Pumpkin - You don’t realize that all of your suitors are out of your league until after you reject them. Also, you seem to find yourself thinking about Hillary Clinton. Constantly.
Boysenberry - As the name suggests, you are into boys. Young boys. Pedophilia. That stuff. If this is your go-to pie, you may want to re-evaluate yourself.
Apple - You can only be in relationships in even years, and are perpetually single the other half of the time.
Rhubarb - We get it, you went back to your ex, AGAIN.
Pecan - There’s nothing more intriguing to you than butt stuff, but you can never quite seem to make it work. This passion of yours has cost you your last four relationships.
Chocolate - There’s only one type of people you can be attracted to; Asians.
Banoffee - You are still waiting for a knight in shining armour to whisk you away to a fairy-tale land of romance and merriment.

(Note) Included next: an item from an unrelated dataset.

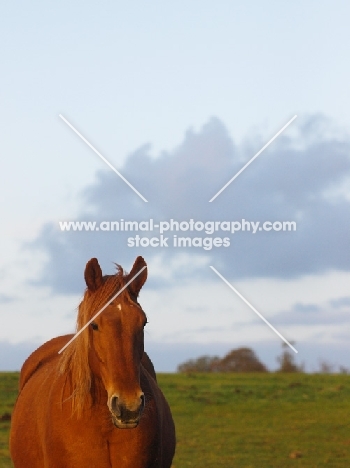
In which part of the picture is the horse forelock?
[60,265,127,417]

Cherry - Just grow up already!
Meat - You have never dated because your approach anxiety is too extreme. In short, you are afraid to meat people. Get it?
Blueberry - Three divorces by age 40, maybe the problem is actually you.

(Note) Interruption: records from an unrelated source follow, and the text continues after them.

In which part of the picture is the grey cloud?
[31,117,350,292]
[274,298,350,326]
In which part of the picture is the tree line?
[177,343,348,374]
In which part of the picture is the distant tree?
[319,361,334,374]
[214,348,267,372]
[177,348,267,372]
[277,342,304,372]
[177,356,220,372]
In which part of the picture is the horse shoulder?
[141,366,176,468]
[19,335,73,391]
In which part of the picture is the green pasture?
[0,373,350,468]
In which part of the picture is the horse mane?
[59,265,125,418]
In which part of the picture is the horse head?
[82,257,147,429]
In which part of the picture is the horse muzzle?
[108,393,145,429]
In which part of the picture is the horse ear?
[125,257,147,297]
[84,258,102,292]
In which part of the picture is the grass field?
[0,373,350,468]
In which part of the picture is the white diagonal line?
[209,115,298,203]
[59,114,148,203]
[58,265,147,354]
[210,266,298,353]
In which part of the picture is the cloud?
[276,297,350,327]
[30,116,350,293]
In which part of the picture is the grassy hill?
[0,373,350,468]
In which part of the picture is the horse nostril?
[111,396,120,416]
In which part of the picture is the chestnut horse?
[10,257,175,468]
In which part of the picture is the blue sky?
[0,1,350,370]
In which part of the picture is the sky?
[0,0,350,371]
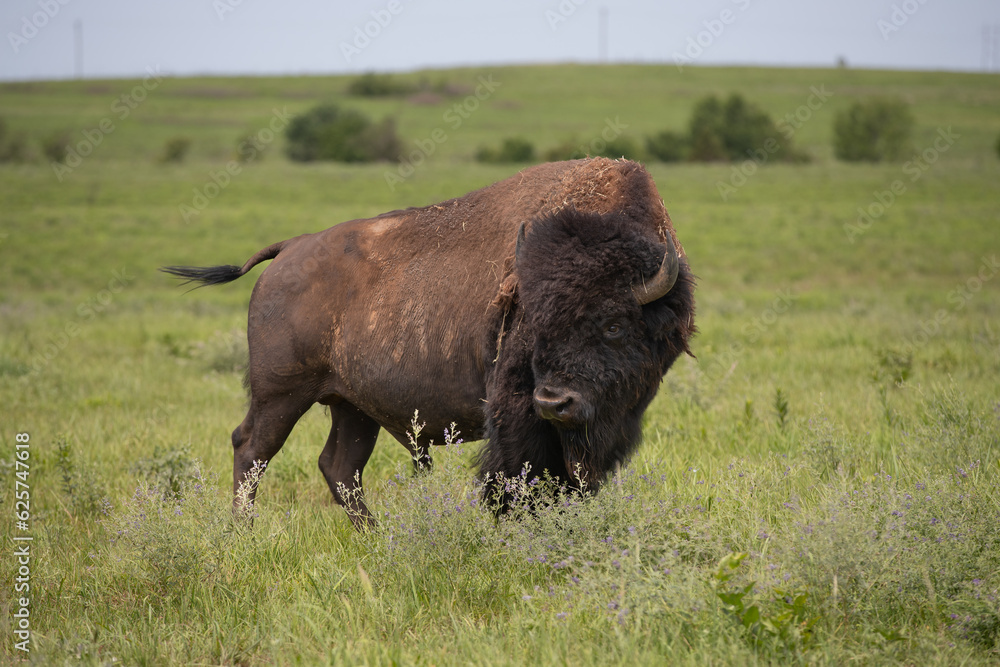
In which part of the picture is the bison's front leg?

Keylime - You refuse to put your smartphone down, even on dates and while with significant others. At least you have plenty of solid backup options on Tinder if your current partner doesn’t work out!
Mississippi Mud - You are the person all of your friends come to for dating advice. Then you sneakily go behind their back and elope with their partners.
Quiche - You are kind of religious. But not THAT religious.